¿Qué se necesita para que todos vomitemos en conjunto, sin excepción,
por necesidad imperiosa y sin que nadie se libre de la náusea? Si no lo hicimos
después de enterarnos de las recientes noticias de Ramo Verde, ¿nos podremos
regenerar como república, o simplemente como personas que aspiran a una
cohabitación digna del género humano que vive en el siglo XXI? Los
sucesos ocurridos en la mencionada cárcel no solo incumben a los canallas que
los llevaron a cabo, sino también a quienes los conocimos sin escándalo, como
si fuese asunto privado de un trío de prisioneros en cuyos cuerpos se
derrama un baño de mierda y orines que apenas se convierte durante un
rato en asunto público.
Nereo Pacheco fue un famoso torturador del gomecismo. Basta la lectura
del oceánico libro de José Rafael Pocaterra para el descubrimiento de un teatro
de horror que caracterizó a la sociedad venezolana durante casi tres décadas.
El escritor padeció los tormentos de La Rotunda y los describió en una obra mayor
de nuestra literatura, Memorias de un venezolano de la decadencia:
la suciedad de los calabozos, los grillos que apenas permitían el movimiento de
los cautivos, el sacrificio del tortol, el colgamiento de prisioneros por los
testículos, el aislamiento de los “encortinados” que no veían la luz del sol,
la muerte lenta por envenenamiento y hambre, la ausencia de auxilios médicos,
desfilan ante nuestros ojos con el director de la tenebrosa orquesta en la
vanguardia. A la calaña de Nereo Pacheco pertenecen los esbirros de Ramo Verde,
y sus superiores que ordenan o contemplan el vejamen a prudente distancia.
Pero en materia de vejámenes no hay distancia prudente. Son su obra por
solo permitirlos, o por no encerrar en ergástula severa a los monstruos que los
cometen. Si las autoridades no han ofrecido un balbuceo de desagravio a los
familiares de las víctimas, ni la más ligera explicación a la sociedad sobre
unas ofensas que claman al cielo, ¿podemos esperar de su conducta algo digno,
algo edificante, algo esperanzador? Aquí y en otros lugares me he cansado de
decir que la historia no se repite, pero si comparo a los verdugos del
gomecismo con los del madurismo espero no caer en una extralimitación digna de
mayor reproche. Si los del gomecismo actuaron de una manera tan abominable
porque les dio la gana y porque nadie lo evitó, por la defensa de la causa del
orden y porque ningún factor de la sociedad los metió en cintura ¿qué nos hace
pensar que los de ahora actuarán distinto sin que nadie los conmine, que cambiarán
el látigo por los tratos amables? Por desdicha, la posibilidad de una semejanza
entre períodos históricos también se trajina en el párrafo siguiente y sugiere
respuestas a lo último que se viene preguntando.

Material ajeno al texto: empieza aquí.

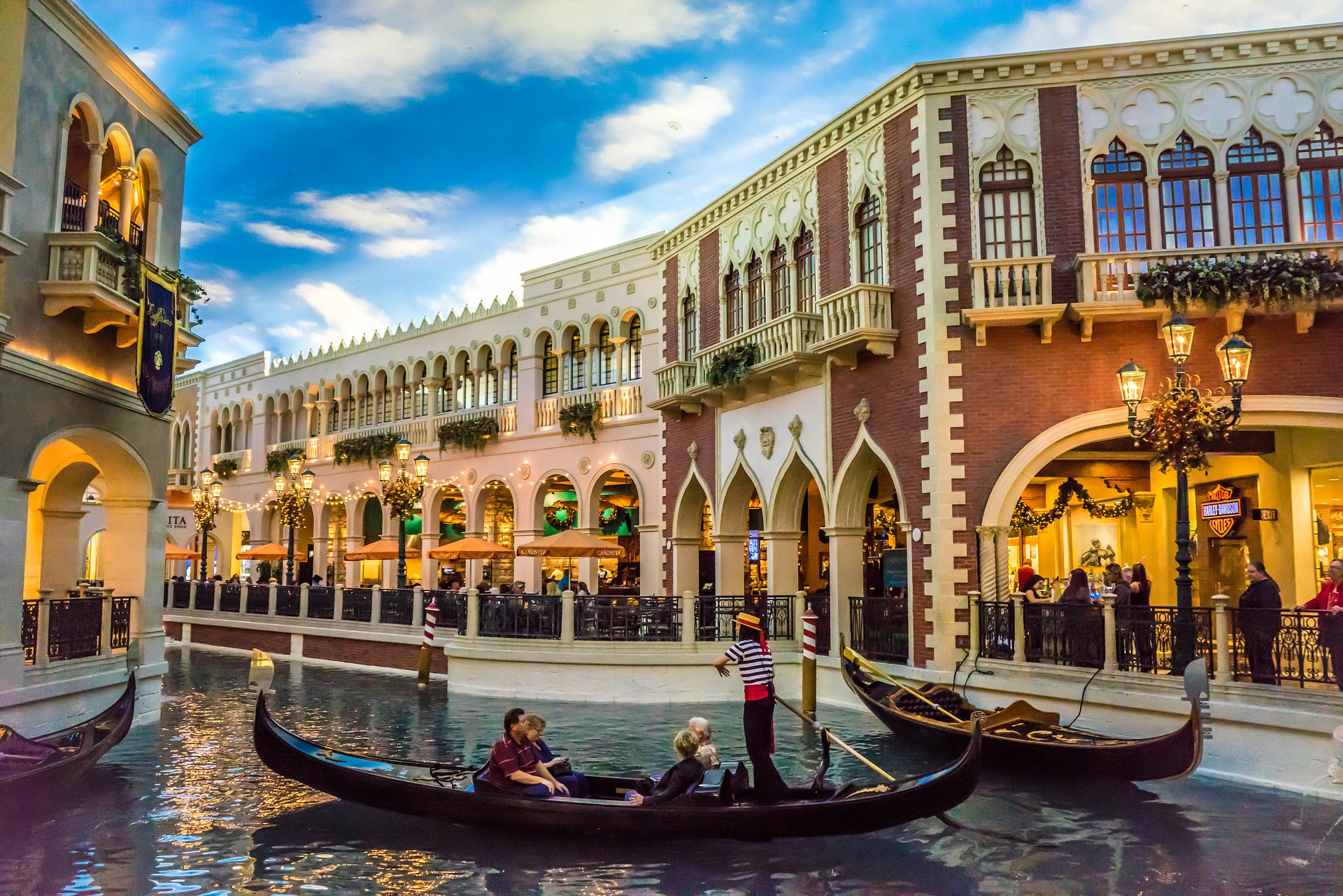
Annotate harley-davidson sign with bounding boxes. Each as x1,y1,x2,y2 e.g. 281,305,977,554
1200,485,1244,539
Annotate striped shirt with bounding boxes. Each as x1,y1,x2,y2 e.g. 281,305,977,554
728,641,774,685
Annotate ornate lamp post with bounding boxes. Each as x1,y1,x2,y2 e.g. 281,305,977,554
191,466,225,582
378,439,428,588
1118,314,1253,674
276,454,315,584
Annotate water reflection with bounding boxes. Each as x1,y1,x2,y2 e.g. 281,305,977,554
0,651,1343,896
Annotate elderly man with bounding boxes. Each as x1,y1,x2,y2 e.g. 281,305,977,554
483,708,569,797
1237,560,1283,685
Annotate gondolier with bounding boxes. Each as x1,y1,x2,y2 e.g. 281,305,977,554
713,613,788,802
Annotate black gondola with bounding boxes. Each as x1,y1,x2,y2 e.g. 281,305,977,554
0,673,136,801
253,695,979,839
844,649,1207,781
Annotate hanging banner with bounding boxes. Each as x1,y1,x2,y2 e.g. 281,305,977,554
136,270,177,414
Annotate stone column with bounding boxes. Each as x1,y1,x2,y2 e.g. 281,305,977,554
82,143,108,234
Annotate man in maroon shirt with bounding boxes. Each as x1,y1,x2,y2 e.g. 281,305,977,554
485,708,569,797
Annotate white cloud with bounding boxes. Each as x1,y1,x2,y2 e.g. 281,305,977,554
364,236,447,258
229,0,746,110
181,218,226,248
969,0,1343,54
587,80,732,178
243,220,336,255
269,280,391,348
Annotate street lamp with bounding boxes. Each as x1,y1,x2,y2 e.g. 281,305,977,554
378,439,428,588
191,466,225,582
276,454,315,584
1118,314,1254,674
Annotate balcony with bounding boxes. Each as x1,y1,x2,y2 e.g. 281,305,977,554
38,231,201,357
811,283,900,368
1067,241,1343,343
960,255,1066,346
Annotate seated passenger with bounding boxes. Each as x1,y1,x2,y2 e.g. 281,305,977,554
525,713,588,797
685,716,721,769
483,708,569,797
625,730,704,806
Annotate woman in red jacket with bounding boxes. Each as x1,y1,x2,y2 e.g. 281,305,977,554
1299,560,1343,690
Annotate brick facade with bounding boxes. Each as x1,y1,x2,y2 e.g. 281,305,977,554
816,152,850,296
1037,85,1086,304
699,231,720,349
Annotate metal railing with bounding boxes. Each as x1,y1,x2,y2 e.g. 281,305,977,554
574,595,681,641
848,598,909,662
479,594,562,641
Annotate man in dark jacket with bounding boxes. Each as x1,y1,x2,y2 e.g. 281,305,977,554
1237,560,1283,685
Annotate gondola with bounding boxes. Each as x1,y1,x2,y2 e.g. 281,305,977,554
0,673,136,804
253,693,979,839
842,648,1207,781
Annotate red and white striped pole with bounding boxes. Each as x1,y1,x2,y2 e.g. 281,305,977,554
802,607,816,718
419,598,438,688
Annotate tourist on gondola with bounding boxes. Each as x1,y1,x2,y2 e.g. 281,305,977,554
713,613,788,802
527,712,588,797
482,708,569,797
625,730,704,806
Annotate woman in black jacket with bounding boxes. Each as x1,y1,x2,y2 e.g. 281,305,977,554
625,730,704,806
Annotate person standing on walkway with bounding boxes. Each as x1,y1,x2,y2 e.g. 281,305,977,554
713,613,788,803
1237,560,1283,685
1298,560,1343,690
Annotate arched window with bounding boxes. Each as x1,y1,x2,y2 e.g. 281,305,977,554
681,293,699,362
853,190,886,283
1296,122,1343,242
1226,127,1286,246
1156,134,1217,248
979,146,1035,259
747,255,765,329
769,241,793,317
568,330,587,392
1092,140,1147,253
541,333,560,395
723,267,743,337
793,227,816,314
625,314,644,381
594,321,615,385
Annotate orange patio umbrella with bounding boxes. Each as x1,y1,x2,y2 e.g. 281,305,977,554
428,537,513,560
236,541,289,560
164,541,200,560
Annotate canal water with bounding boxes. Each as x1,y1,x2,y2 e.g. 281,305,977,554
0,650,1343,896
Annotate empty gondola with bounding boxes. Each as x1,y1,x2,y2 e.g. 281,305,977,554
0,673,136,801
842,649,1207,781
253,695,981,839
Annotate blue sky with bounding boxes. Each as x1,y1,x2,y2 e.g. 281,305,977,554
82,0,1343,363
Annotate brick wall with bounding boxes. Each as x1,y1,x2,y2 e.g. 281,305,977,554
699,231,718,349
662,255,681,364
816,150,848,296
1038,85,1086,304
662,411,717,594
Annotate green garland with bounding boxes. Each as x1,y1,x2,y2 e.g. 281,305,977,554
266,448,308,476
1010,477,1133,532
704,343,760,385
560,401,602,442
332,432,402,466
438,416,499,454
1136,255,1343,311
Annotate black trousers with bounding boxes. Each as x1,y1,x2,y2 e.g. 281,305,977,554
741,696,788,802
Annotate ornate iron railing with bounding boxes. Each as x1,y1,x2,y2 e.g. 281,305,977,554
378,588,415,626
574,595,681,641
1228,609,1343,688
479,594,562,641
340,588,374,622
848,597,909,662
695,594,794,641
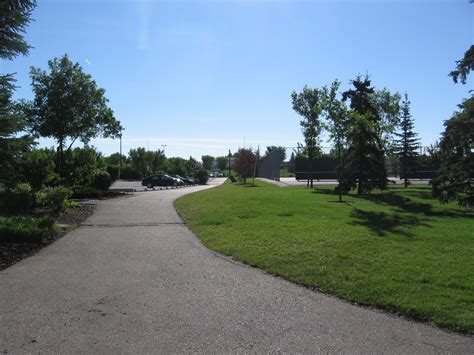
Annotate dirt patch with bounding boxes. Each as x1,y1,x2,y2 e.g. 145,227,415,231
0,204,96,270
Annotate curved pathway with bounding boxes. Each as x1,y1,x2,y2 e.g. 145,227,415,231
0,182,474,354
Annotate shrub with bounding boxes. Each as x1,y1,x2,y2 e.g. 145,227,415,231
0,216,58,244
36,187,72,212
92,170,112,192
107,165,120,181
0,183,34,215
195,169,209,185
72,186,103,199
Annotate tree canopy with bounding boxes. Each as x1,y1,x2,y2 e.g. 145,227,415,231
0,0,36,60
27,55,123,177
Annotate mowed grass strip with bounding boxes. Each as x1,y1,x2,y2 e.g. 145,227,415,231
175,182,474,334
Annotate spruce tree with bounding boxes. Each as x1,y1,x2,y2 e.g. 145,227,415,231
340,76,387,194
396,93,420,187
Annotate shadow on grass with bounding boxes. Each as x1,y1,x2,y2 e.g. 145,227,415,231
353,191,474,218
351,208,430,238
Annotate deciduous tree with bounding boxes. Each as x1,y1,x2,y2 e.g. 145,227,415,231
27,55,123,175
291,86,324,188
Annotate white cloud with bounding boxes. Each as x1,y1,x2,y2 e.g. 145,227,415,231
137,0,153,50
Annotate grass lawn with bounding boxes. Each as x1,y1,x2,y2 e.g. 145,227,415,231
176,182,474,333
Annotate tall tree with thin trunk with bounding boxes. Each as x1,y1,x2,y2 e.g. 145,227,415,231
27,54,123,177
396,93,420,187
291,86,324,188
0,0,36,186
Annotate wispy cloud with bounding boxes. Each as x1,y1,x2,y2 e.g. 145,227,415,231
137,0,153,50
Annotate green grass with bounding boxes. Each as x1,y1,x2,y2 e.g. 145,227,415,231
176,182,474,333
0,216,58,244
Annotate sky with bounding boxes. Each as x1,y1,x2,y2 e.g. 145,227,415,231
0,0,474,159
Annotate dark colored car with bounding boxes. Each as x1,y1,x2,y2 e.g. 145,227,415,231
176,175,195,185
142,174,179,188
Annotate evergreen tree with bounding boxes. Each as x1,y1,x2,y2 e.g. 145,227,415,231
339,111,387,195
340,76,387,194
396,94,420,187
433,96,474,208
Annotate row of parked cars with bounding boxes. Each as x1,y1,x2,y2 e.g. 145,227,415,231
142,174,196,189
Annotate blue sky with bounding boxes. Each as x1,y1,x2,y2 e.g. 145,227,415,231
0,0,474,158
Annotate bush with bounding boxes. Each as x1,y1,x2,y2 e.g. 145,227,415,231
72,186,103,199
92,170,112,192
107,165,120,181
0,217,58,244
36,187,72,212
195,169,209,185
0,184,34,216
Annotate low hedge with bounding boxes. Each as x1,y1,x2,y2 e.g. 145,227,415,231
0,216,58,244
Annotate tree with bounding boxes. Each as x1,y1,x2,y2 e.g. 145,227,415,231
265,145,286,164
323,80,349,202
0,0,36,187
201,155,214,170
0,74,33,187
291,86,324,188
339,111,387,195
0,0,36,60
449,45,474,84
216,156,229,171
340,76,387,194
27,54,123,177
433,96,474,208
234,148,257,184
396,93,420,187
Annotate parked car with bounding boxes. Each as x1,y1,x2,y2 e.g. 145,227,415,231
142,174,179,189
176,175,196,185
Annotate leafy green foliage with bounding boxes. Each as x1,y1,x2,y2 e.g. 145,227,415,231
194,169,209,185
0,74,33,187
0,183,34,215
0,0,36,60
92,170,112,193
201,155,215,170
21,148,59,190
216,156,229,171
340,77,391,194
36,186,72,212
449,45,474,84
339,112,387,194
433,96,474,208
25,55,122,177
265,145,286,164
291,86,324,159
396,94,420,187
234,148,257,184
175,182,474,333
0,217,58,244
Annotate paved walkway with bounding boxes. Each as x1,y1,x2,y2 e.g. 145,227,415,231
0,180,474,354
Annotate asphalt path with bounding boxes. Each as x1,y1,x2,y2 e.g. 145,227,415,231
0,179,474,354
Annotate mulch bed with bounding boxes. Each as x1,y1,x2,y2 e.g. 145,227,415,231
0,204,96,270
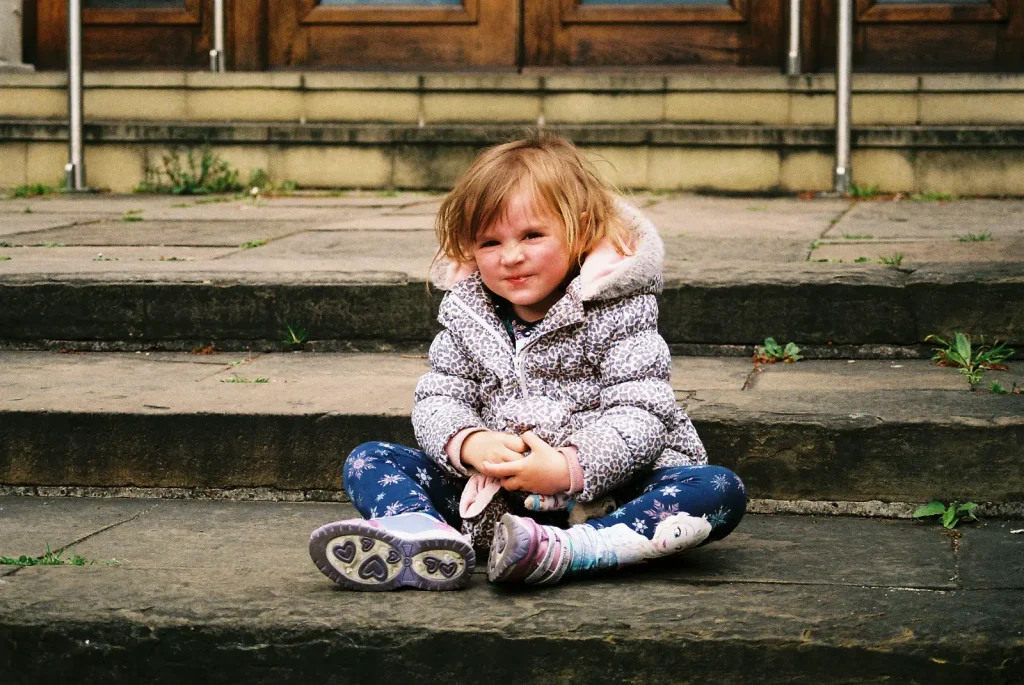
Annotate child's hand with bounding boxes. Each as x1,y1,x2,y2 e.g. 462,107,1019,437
459,430,526,473
479,431,569,495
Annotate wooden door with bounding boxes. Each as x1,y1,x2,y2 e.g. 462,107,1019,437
25,0,213,70
804,0,1024,73
523,0,785,69
267,0,519,71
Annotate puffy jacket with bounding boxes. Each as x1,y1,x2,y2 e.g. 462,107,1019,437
413,202,708,502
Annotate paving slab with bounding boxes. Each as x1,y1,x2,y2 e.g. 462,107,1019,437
823,200,1024,240
0,352,1024,503
0,498,1024,684
7,221,301,247
0,194,1024,349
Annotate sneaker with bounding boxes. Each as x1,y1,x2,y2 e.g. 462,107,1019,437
309,512,476,591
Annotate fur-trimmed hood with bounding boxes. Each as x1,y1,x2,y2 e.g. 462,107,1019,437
430,200,665,302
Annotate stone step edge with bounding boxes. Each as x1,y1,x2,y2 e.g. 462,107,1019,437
0,118,1024,149
0,484,1024,519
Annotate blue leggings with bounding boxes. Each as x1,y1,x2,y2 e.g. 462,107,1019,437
342,442,746,542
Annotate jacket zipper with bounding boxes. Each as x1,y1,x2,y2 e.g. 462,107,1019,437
452,295,539,397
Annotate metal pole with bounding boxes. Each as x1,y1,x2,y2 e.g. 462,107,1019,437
210,0,225,72
785,0,801,76
65,0,85,190
835,0,853,194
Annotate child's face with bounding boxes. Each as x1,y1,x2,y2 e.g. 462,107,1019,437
473,189,570,322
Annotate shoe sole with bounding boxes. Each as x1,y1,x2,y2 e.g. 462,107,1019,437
487,514,537,583
309,521,476,592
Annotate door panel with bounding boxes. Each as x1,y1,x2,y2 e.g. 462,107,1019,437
268,0,519,70
805,0,1024,72
523,0,783,67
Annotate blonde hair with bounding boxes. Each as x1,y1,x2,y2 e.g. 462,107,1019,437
434,134,630,264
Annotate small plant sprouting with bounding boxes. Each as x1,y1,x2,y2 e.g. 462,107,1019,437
925,331,1014,390
0,543,112,566
850,183,879,200
754,338,804,363
910,190,953,202
913,500,978,530
135,143,242,195
879,252,903,266
285,324,306,349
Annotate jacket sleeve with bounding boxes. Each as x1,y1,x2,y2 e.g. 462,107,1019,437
413,330,485,477
566,295,678,502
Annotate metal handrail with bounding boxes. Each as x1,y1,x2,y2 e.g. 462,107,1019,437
210,0,227,72
834,0,853,194
785,0,802,76
65,0,85,190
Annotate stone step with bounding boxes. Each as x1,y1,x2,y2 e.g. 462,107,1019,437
0,497,1024,685
0,351,1024,505
0,194,1024,355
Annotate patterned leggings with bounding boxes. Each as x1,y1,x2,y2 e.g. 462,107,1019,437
343,442,746,549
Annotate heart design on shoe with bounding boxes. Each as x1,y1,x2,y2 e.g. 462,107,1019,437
359,554,387,583
332,541,355,564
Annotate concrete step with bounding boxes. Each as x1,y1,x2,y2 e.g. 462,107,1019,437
0,497,1024,685
0,352,1024,501
0,194,1024,355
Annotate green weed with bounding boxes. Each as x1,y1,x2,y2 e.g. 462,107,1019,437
135,143,242,195
925,331,1014,389
285,324,306,349
850,183,880,200
910,190,953,202
913,500,978,530
10,183,60,199
754,338,804,363
0,543,108,566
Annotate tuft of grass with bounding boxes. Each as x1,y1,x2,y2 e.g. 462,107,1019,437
10,183,60,199
0,543,112,566
913,500,978,530
910,190,953,202
134,143,242,195
754,338,804,363
850,183,880,200
285,324,306,349
925,331,1015,390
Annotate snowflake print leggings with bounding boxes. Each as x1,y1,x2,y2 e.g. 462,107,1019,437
343,442,746,545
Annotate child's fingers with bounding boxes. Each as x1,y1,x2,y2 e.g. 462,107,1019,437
480,459,522,478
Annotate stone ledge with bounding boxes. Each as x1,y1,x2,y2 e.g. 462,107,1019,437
0,119,1024,149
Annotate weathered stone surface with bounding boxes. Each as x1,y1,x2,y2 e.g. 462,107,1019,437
0,499,1024,685
0,352,1024,503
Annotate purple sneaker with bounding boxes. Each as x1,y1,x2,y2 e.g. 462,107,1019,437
309,512,476,591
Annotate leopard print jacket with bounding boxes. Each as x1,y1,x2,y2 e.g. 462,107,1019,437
413,197,708,502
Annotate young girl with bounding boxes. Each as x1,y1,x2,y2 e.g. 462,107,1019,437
309,136,746,590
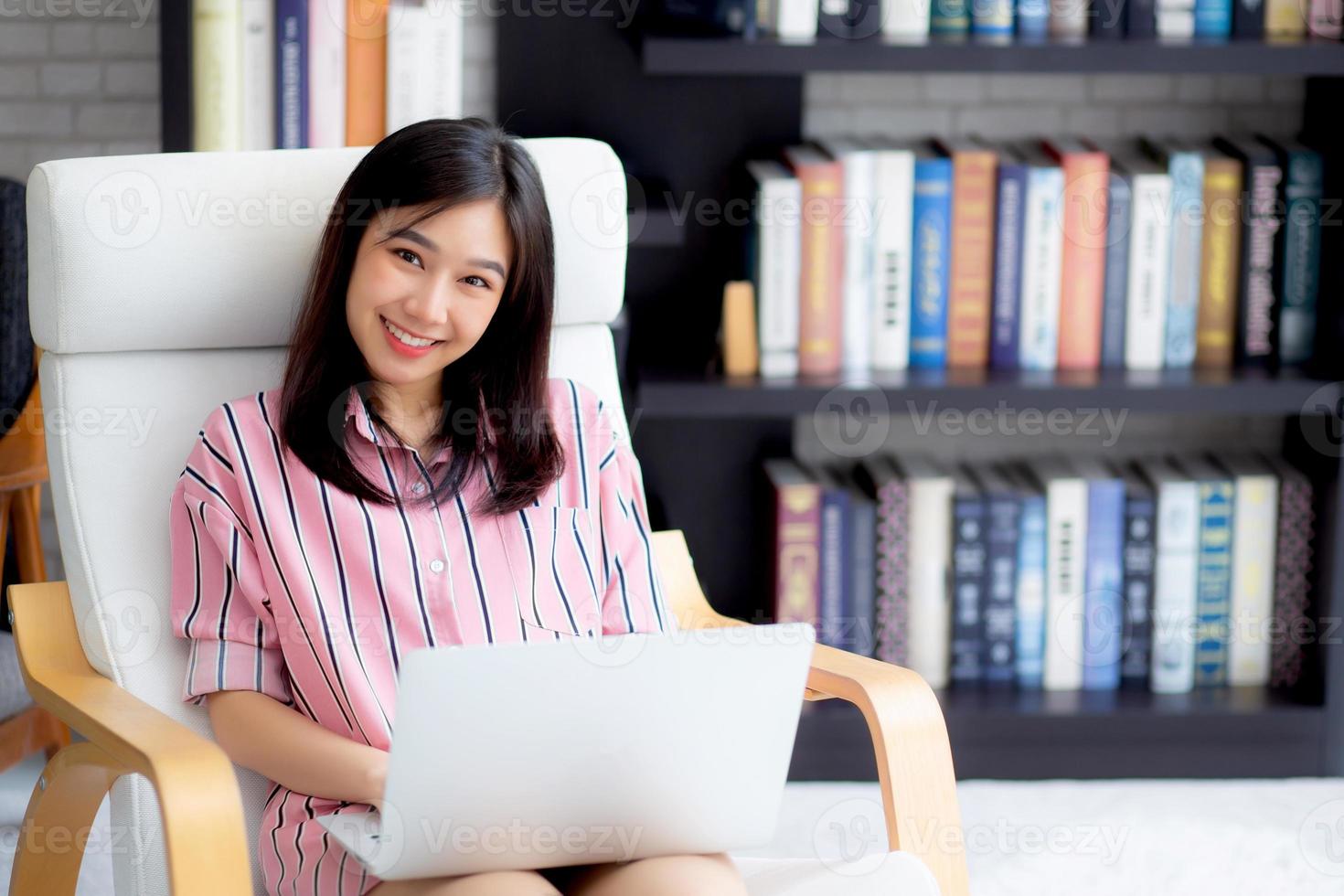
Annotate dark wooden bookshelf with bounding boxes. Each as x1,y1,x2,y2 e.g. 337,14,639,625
641,35,1344,75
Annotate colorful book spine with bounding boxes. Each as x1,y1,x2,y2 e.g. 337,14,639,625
764,461,821,626
1269,464,1316,688
1015,493,1046,690
1018,166,1064,371
864,461,910,667
952,489,987,685
910,158,952,369
947,149,997,368
1165,152,1204,368
275,0,308,149
1082,478,1125,690
1101,171,1132,369
1125,174,1172,371
1053,143,1110,371
1195,0,1232,37
1120,480,1157,689
1195,155,1242,369
989,161,1029,371
1195,480,1233,687
980,490,1021,685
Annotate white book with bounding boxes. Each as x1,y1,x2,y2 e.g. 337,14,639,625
817,137,876,376
387,0,465,133
747,160,803,378
191,0,243,151
1018,148,1064,371
308,0,346,146
775,0,821,43
1030,459,1087,690
242,0,277,149
896,457,953,688
1138,461,1199,693
1125,157,1172,371
880,0,929,37
871,141,915,371
1224,457,1278,685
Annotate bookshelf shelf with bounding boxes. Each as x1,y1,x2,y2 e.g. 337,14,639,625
641,35,1344,75
637,369,1340,419
789,688,1327,781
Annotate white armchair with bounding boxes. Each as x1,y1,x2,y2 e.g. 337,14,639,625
9,138,966,896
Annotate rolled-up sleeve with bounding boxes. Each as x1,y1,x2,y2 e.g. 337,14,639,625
595,403,676,634
169,415,293,705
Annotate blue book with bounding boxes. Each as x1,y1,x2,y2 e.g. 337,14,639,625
815,467,849,647
1101,153,1132,369
1180,457,1235,688
1195,0,1232,37
1120,470,1157,690
1015,487,1046,690
1144,140,1204,368
1018,0,1050,37
910,152,952,371
952,469,987,685
975,467,1021,685
275,0,308,149
989,146,1029,371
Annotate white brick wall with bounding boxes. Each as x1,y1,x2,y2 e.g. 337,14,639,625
803,72,1304,138
0,0,495,180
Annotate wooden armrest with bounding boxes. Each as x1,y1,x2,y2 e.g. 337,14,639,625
9,581,252,896
653,529,969,896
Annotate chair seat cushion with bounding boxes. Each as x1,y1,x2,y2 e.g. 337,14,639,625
731,852,938,896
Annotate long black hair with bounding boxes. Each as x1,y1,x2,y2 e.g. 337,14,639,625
281,117,564,513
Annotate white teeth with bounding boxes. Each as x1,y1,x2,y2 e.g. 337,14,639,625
379,317,438,348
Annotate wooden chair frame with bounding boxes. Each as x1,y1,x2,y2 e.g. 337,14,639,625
2,529,967,896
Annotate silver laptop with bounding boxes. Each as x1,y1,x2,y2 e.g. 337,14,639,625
318,622,816,880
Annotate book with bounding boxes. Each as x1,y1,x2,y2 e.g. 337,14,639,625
1221,455,1278,687
1046,135,1110,371
1117,152,1172,371
1215,137,1284,368
938,138,997,368
1030,458,1087,690
746,160,803,378
910,149,952,369
1018,141,1064,371
817,137,876,376
973,466,1021,687
899,455,953,688
1145,138,1204,368
1180,457,1235,687
1138,459,1200,693
1258,134,1324,364
871,140,915,371
989,146,1029,371
952,467,987,685
784,145,844,375
1120,467,1157,690
1195,145,1242,371
1075,458,1125,690
763,458,821,632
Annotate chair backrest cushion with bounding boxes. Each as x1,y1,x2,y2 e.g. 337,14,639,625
27,137,625,896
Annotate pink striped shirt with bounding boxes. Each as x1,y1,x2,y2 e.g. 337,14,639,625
169,379,675,896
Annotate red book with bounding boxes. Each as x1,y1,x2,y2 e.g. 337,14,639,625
938,140,998,368
1041,138,1110,371
784,146,844,375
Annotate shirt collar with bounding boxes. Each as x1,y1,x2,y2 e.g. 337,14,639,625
346,386,498,447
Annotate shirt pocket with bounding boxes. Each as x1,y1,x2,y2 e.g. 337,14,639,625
514,507,603,641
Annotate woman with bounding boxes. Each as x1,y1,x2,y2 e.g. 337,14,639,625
171,118,744,896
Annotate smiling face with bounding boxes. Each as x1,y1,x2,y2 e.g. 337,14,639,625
346,198,514,409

Durante la tiranía de Gómez toda Venezuela sabía lo que pasaba en las
cárceles, pero cerró la boca. Apenas un puñado de valientes se atrevió a
denunciar la espantosa situación, mientras la mayoría de la población pasaba en
silencio frente al Castillo de Puerto Cabello, o por los alrededores de Las Tres
Torres, sin compadecerse de los prisioneros vejados y asesinados, o dejando la
repulsa para una ocasión que solo llegó con la muerte del tirano, es decir,
cuando ya no servía para nada. No hay testimonios de protestas ocurridas
entonces contra las aterradoras prisiones, ni pruebas de que la prensa se
compadeciera de los ciudadanos martirizados. Cualquier reacción podía pagarse
con la pérdida de la libertad y aun de la vida, no hay dudas al respecto, pero
lo cierto radica en el hecho de que nuestros antepasados mostraron su
indiferencia ante el destino de los ultrajados de la época. ¿No reiteramos en
la actualidad una conducta parecida?
En Ramo
Verde, a unos presos políticos les echaron unas bolsas de mierda que nadaba en
orines. Ese es el tema. Los jefes de la cárcel no han recibido el castigo
correspondiente al ultraje, o quizá fueran aplaudidos. Ese es el tema. El
gobierno no se ha tomado la molestia de hablar sobre el asunto. Ese es el tema.
El suceso lleva al recuerdo de Nereo Pacheco, sin que se caiga en un disparate.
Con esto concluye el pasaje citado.